Close the accounts that you know, or believe, have been tampered with or opened fraudulently.
Call and speak with someone in the security or fraud department of each company. Follow up in writing, and include copies (NOT originals) of supporting documents. It’s important to notify credit card companies and banks in writing. Send your letters by certified mail, return receipt requested, so you can document what the company received and when. Keep a file of your correspondence and enclosures.
When you open new accounts, use new Personal Identification Numbers (PINs) and passwords. Avoid using easily available information like your mother’s maiden name, your birth date, the last four digits of your Social Security number or your phone number, or a series of consecutive numbers.
If the identity thief has made charges or debits on your accounts, or on fraudulently opened accounts, ask the company for the forms t
o
dispute those transactions:
For charges and debits on existing accounts, ask the representative to send you the company’s fraud dispute forms.
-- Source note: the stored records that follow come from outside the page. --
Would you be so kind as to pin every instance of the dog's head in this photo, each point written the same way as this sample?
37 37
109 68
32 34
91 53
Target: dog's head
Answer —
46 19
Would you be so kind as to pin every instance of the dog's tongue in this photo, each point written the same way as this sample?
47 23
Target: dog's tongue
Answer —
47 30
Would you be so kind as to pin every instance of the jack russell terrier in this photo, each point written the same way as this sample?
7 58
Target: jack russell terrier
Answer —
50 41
If the company doesn’t have special forms, use the sample letter to dispute the fraudulent charges or debits. In either case, write to the company at the address given for “billing inquiries,” NOT the address for sending your payments.
Once you have resolved your identity theft dispute with the company, ask for a letter stating that the company has closed the disputed accounts and has discharged the fraudulent debts. This letter is your best proof if errors relating to this account reappear on your credit report or you are contacted again about the fraudulent debt.
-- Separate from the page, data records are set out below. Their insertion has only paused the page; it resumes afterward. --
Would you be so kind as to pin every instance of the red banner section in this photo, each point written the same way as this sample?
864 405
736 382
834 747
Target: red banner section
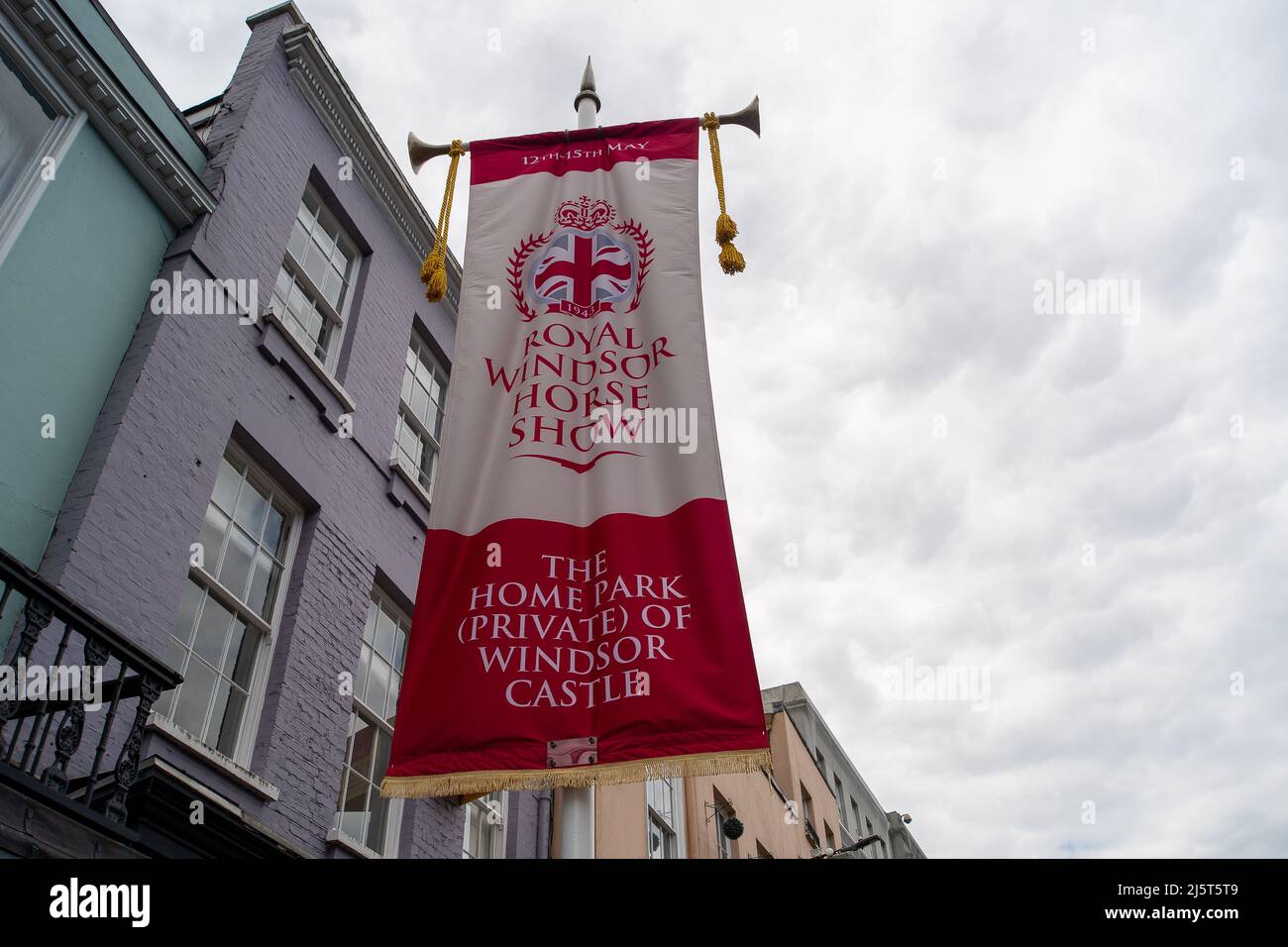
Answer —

File a report with your local police or the police in the community where the identity theft took place.
Then, get a copy of the police report or at the very least, the number of the report. It can help you deal with creditors who need proof of the crime. If the police are reluctant to take your report, ask to file a “Miscellaneous Incidents” report, or try another jurisdiction, like your state police. You also can check with your state Attorney General’s office to find out if state law requires the police to take reports for identity theft.
What do I do if the local police won’t take a report?
There are efforts at the federal, state and local level to ensure that local law enforcement agencies understand identity theft, its impact on victims, and the importance of taking a police report. However, we still hear that some departments are not taking reports. The following tips may help you to get a report if you’re having difficulties:
Furnish as much documentation as you can to prove your case. Debt collection letters, credit reports and other evidence of fraudulent activity can help demonstrate the seriousness of your case.
Be persistent if local authorities have told you that they can’t take a report. Stress the importance of a police report; many creditors require one to resolve your dispute. Remind them that consumer reporting companies will automatically block the fraudulent accounts and bad debts from appearing on your credit report, but only if you can give them a copy of the police report.
If you’re told that identity theft is not a crime under your state law, ask to file a Miscellaneous Incident Report instead.
If you can’t get the local police to take a report, try your county police. If that doesn’t work, try your state police.